Rose Woods, la más fiel de las secretarias, también acudió a presenciar el entierro del hombre al que sirvió durante veintitrés años. Al cabo de unos meses, mientras la oscuridad del Alzheimer empezaba a cernirse sobre ella, salieron a la luz unos papeles en los que se revelaba que el propio abogado de Nixon estaba convencido de que ella había borrado, "de forma intencionada y no por accidente", los infames dieciocho minutos y medio que faltaban en una de las conversaciones clave de Nixon sobre el Watergate.
El mejor amigo de Nixon, Bebe Rebozo, de ochenta y un años, también estuvo al pie de su tumba. Se dice que estuvo en el hospital cuando el ex presidente exhaló el último suspiro. Rebozo, que en otro tiempo recibió sumas de dinero encubiertas destinadas a Nixon de manos de Howard Hughes, era sospechoso de haber usado el banco que poseía en Florida para blanquear dinero procedente de un casino de las Bahamas. El Comité del Senado para el caso Watergate se refirió a Rebozo y a los dos hermanos de Nixon como los testigos que habían obstruido su trabajo.
A diferencia de muchos presidentes, Nixon jamás tuvo fama de mujeriego. Ofreció su apoyo a Marianna Liu, una antigua camarera de hotel que había conocido en Hong Kong en los años sesenta, cuando ésta presentó una demanda por algunos reportajes de prensa en los que se hablaba de su relación. Liu, que había vivido en el pueblo natal de Nixon después de trasladarse a Estados Unidos, visitó su tumba un tiempo después del funeral.
Traficante de armas
El millonario y traficante de armas saudí Adnan Khashoggi, que había tratado a Nixon antes de que éste llegara a la presidencia, se entrevistó con él mientras ocupaba el cargo y se dijo que había entregado un millón de dólares al presidente para financiar la campaña electoral, suma que era totalmente ilegal dado que procedía de un donante extranjero. Khashoggi asistió al funeral y ocupó un lugar privilegiado cercano a los familiares. También estuvo presente la antigua emperatriz Farah Diba, viuda del sha de Irán, con quien Nixon había mantenido una inusual amistad y a quien -casi sin consultar con el Gobierno norteamericano- había permitido la adquisición de una cantidad casi ilimitada de armamento en el país.
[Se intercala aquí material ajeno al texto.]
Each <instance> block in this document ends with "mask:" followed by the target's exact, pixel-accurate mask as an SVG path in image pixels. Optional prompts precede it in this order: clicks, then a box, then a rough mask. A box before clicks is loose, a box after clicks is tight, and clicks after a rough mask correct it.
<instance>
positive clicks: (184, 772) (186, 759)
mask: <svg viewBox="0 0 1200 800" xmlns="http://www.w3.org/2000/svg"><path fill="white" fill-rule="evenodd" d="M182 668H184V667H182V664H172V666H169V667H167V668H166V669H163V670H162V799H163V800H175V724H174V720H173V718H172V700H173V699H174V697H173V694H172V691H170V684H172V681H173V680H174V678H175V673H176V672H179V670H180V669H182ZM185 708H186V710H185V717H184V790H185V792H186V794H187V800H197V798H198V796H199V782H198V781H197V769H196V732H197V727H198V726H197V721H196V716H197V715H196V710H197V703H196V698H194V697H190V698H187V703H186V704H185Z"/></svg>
Todos los que exaltaron a Nixon en el momento de su muerte recordaron su éxito al conseguir apartar a Estados Unidos de la guerra de Vietnam. "El mayor honor que la historia le puede conceder", reza la inscripción de su lápida negra de granito, "es el título de conciliador". La frase está extraída del primer discurso de investidura del presidente.
De los más de cincuenta y ocho mil norteamericanos que murieron en Vietnam, casi veintiún mil fallecieron durante la presidencia de Nixon, antes del acuerdo del que él mismo había dicho que trajo "la paz con honor". Durante el tiempo que ocupó el cargo, también murieron más de seiscientos mil combatientes vietnamitas y un indeterminado número de civiles. No hay cifras fiables sobre el número de muertos en Camboya y Laos.
Decenas de miles de vietnamitas más murieron en el escaso tiempo que transcurrió hasta que Vietnam del Sur se vino abajo definitivamente, menos de un año después de la dimisión de Nixon. El derrocado presidente de Vietnam del Sur, Nguyen Van Thieu, no asistió al funeral.
Nuevas investigaciones refuerzan la sospecha de que, en 1968, la víspera de las elecciones que le llevaron a la Casa Blanca, Nixon manipuló la guerra de Vietnam en beneficio propio con fines políticos. ¿Acaso temió que las inminentes negociaciones de paz reportaran votos vitales a su oponente demócrata y pidió de forma encubierta a Thieu que boicoteara el diálogo? La destacada republicana Anna Chennault, que se entrevistó en secreto con Nixon y actuó como intermediaria con Vietnam del Sur, asegura que así fue. Esta mujer llegó a despreciar a Nixon y no asistió al funeral.